Even “Kashmir” is a result of Jimmy Page creating derivative versions of previous ideas and songs. The first thing is the CIA tuning that Jimmy Page first employed with “The Yardbirds”. CIA stands for Celtic-Indian-Arabic and the exact tuning is known as DADGAD, a tuning that Davy Graham used for his 1963 rendition of an old Irish folk song “She Moved Through The Fair” which in turn saw Jimmy Page come along and derive a new song called “White Summer”, and another derivative version called “Black Mountain Side”.
If you don’t know who Davy Graham is, go to YouTube right now and type in “Anji” and prepare to be mesmerized. For all the music geeks out there, check out one of the riffs from “Anji” (that comes in at about the 14 second mark) and then go and listen to Queens Of The Stone Age song “No One Knows”. Hear the riff. While “Anji” wallows in internet obscurity, “No One Knows” has 17,883,776 views on the Queens Of The Stone Age Vevo account.
“Black Mountain Side” was recorded in October 1968 and released in January 1969 on the first Led Zeppelin album. It is credited to Jimmy Page as a writer, however the guitar arrangement closely follows Bert Jansch’s version of “She Moved Through the Fair”, recorded on his 1966 album “Jack Orion” which more or less was a cover of Davy Graham’s 1963 version.
All of these songs are in the same DADGAD tuning that was used for “Kashmir”. I am not saying that these songs sound similar to “Kashmir” however these songs needed to be jammed on, so that Jimmy Page could get used to the DADGAD tuning. You see great songs don’t happen overnight or by a committee.
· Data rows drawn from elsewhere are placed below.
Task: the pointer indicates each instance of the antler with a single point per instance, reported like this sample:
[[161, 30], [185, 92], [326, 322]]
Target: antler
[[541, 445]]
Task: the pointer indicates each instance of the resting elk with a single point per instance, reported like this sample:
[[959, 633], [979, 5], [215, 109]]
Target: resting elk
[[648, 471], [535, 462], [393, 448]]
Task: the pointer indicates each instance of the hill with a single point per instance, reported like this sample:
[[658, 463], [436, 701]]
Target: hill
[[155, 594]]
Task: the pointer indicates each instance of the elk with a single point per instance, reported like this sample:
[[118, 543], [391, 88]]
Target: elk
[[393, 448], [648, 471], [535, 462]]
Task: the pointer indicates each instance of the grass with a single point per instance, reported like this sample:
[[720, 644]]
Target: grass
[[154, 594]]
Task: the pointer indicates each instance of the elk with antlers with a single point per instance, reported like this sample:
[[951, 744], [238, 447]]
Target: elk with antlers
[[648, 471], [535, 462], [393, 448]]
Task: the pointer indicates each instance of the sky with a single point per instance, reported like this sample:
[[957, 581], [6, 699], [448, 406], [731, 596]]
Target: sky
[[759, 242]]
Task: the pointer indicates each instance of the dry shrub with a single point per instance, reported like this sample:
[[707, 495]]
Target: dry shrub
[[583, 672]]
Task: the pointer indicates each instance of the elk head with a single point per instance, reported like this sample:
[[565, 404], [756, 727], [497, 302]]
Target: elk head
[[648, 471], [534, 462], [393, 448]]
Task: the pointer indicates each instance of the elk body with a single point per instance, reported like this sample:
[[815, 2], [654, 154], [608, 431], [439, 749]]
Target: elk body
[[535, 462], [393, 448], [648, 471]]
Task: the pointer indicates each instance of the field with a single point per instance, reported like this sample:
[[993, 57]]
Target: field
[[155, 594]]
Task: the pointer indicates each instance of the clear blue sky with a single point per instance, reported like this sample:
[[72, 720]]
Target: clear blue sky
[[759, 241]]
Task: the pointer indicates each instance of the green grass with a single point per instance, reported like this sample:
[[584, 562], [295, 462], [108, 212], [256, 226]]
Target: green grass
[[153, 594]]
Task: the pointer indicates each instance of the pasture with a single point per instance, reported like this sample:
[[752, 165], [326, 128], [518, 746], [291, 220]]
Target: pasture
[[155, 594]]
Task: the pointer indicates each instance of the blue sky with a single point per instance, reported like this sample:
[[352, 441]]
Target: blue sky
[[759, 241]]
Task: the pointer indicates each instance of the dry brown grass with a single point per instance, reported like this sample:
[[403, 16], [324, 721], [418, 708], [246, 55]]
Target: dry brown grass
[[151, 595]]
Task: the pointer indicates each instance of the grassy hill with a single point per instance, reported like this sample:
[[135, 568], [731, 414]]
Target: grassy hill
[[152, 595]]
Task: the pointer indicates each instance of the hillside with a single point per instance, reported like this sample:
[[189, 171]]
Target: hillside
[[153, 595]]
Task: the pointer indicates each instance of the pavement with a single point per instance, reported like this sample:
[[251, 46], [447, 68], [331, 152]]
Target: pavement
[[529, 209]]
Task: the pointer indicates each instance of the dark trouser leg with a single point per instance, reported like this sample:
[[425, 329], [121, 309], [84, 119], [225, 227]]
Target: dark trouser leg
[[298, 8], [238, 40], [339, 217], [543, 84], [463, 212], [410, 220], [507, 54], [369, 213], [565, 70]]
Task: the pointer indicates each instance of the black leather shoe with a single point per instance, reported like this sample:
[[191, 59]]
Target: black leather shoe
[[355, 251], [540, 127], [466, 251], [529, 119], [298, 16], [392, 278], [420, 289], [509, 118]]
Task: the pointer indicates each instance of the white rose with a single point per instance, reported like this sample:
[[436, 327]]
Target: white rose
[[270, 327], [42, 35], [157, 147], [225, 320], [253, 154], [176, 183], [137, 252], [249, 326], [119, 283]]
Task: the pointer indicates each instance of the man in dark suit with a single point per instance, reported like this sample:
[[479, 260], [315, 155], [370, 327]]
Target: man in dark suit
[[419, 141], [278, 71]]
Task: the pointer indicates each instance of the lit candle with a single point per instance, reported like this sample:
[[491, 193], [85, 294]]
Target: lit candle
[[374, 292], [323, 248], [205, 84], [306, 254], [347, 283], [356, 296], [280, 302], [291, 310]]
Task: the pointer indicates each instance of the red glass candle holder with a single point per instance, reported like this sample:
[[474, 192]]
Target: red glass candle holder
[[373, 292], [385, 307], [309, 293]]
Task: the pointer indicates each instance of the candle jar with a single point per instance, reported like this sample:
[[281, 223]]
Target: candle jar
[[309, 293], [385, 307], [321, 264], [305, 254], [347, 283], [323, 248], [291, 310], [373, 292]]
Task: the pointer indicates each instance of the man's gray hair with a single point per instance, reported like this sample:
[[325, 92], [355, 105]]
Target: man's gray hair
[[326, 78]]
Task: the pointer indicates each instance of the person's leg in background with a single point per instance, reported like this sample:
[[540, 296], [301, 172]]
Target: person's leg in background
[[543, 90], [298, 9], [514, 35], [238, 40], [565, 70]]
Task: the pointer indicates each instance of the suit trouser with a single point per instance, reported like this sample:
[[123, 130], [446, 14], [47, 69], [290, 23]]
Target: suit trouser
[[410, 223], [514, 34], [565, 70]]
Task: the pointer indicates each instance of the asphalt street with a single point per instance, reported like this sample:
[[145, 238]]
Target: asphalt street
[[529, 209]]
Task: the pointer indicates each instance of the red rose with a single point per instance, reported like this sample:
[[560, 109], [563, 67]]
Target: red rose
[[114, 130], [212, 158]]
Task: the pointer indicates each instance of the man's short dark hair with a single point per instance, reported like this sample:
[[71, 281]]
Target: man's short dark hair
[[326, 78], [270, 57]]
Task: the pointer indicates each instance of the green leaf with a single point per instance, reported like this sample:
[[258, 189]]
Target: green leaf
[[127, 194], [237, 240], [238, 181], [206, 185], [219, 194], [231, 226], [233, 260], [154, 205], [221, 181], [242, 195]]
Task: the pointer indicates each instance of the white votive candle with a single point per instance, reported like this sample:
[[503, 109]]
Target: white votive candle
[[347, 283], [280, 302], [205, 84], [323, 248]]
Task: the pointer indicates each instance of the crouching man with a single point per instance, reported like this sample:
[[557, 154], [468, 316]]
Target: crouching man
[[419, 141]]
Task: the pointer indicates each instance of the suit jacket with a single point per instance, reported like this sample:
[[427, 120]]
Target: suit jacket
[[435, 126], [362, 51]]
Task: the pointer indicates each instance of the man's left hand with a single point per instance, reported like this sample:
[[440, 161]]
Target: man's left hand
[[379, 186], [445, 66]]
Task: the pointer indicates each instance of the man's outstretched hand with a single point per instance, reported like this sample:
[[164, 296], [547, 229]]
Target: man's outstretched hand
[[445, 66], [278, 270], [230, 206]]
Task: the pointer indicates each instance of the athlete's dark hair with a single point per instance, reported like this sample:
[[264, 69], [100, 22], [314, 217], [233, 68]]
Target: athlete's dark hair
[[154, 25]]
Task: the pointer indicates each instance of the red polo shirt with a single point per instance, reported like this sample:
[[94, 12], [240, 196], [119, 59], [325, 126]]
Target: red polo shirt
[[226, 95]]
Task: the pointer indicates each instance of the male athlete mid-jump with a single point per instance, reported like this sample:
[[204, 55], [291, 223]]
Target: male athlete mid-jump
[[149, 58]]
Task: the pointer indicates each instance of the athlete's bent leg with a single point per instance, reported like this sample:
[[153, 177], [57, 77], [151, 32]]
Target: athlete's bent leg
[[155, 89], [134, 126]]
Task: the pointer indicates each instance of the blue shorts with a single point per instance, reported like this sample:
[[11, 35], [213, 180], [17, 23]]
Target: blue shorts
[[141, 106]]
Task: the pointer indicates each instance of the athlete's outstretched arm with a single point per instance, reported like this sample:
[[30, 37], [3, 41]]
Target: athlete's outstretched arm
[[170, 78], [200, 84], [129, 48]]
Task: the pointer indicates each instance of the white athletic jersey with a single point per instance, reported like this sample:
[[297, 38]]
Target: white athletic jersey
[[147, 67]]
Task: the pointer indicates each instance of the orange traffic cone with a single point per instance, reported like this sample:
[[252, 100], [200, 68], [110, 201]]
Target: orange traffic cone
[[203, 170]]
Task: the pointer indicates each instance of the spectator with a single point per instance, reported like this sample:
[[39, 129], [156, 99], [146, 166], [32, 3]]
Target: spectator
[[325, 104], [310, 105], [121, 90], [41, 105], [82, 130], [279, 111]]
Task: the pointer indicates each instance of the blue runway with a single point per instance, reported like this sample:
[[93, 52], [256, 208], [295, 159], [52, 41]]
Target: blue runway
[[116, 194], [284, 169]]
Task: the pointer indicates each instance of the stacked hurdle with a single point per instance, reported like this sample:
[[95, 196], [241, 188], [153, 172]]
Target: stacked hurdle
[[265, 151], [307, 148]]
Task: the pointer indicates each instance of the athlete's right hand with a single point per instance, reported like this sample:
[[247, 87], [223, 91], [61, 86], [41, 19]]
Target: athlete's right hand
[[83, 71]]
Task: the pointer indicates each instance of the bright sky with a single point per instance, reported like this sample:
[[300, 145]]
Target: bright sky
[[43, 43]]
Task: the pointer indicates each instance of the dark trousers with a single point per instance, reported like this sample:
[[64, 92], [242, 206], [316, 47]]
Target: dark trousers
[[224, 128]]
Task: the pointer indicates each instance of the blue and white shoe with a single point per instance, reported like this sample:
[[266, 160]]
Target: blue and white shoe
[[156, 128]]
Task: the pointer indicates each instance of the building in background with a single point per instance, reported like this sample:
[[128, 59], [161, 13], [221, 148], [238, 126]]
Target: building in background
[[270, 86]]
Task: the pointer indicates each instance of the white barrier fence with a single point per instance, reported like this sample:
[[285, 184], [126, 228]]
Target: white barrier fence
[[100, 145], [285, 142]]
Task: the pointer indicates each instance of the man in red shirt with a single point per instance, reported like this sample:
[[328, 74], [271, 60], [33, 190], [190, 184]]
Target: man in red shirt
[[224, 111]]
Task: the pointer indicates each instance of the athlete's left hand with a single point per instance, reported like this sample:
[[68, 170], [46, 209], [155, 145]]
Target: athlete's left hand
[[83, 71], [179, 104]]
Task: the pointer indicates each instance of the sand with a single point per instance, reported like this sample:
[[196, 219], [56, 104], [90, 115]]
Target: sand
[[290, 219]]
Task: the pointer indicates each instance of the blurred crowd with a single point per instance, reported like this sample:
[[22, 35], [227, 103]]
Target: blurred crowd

They happen by derivative jamming and by derivative accidents.
If there was any doubt about the power of “Kashmir”, then look no further than the metal and rock movements during the Eighties.
Kingdom Come’s derivative version “Get it On” helped the self-titled Kingdom Come album released in 1988 move over a million units in the U.S. Whitesnake employed the same technique in “Judgement Day” from the “Slip Of The Tongue” album, which even though it didn’t reach the sale heights of the self-titled 1987 album, it still moved over a million copies in 1989.
As Yoda would say, the force is strong in “Kashmir”. Kashmir’s legacy in pop culture was solidified in the Nineties when the main riff was used by Puff Daddy in the song “Come with Me”.
The defining part of the song is the ascending chromatic riff over a pedal point which is made even greater by the drumming from John Bonham, playing slightly behind the beat.
Dave Mustaine is a great employer of this technique. “In My Darkest Hour” and “The Call Of Ktulu/Hanger 18” both employ this technique, however there are other Mustaine penned songs that also include this technique. Progress is derivative is the mantra that I employ.
“Mary Jane” from the “So Far, So Good, So What” album released in 1988 has that riff that comes in at 0.46 and continues throughout the song. If it sounds familiar, it should, it is a very close derivative version of “In My Darkest Hour”. Both songs are similar and both songs have the ascending bass line over a pedal point.
“This Was My Life” from the “Countdown To Extinction” album released in 1992 has the main verse riff.
“Public Enema Number 1” from the “Th1rte3n” album released in 2011 has the main verse riff.
“The Kingmaker” from the “Super Collider” album released in 2013 has the Chorus riff.
Billy Squier also employed “The Kashmir Effect” and “The Ramble On Effect” in his song, “Lonely Is the Night” from the album “Don’t Say No” released in 1981. The music is “Ramble On” and the beat is “Kashmir”.
Guess progress really is derivative.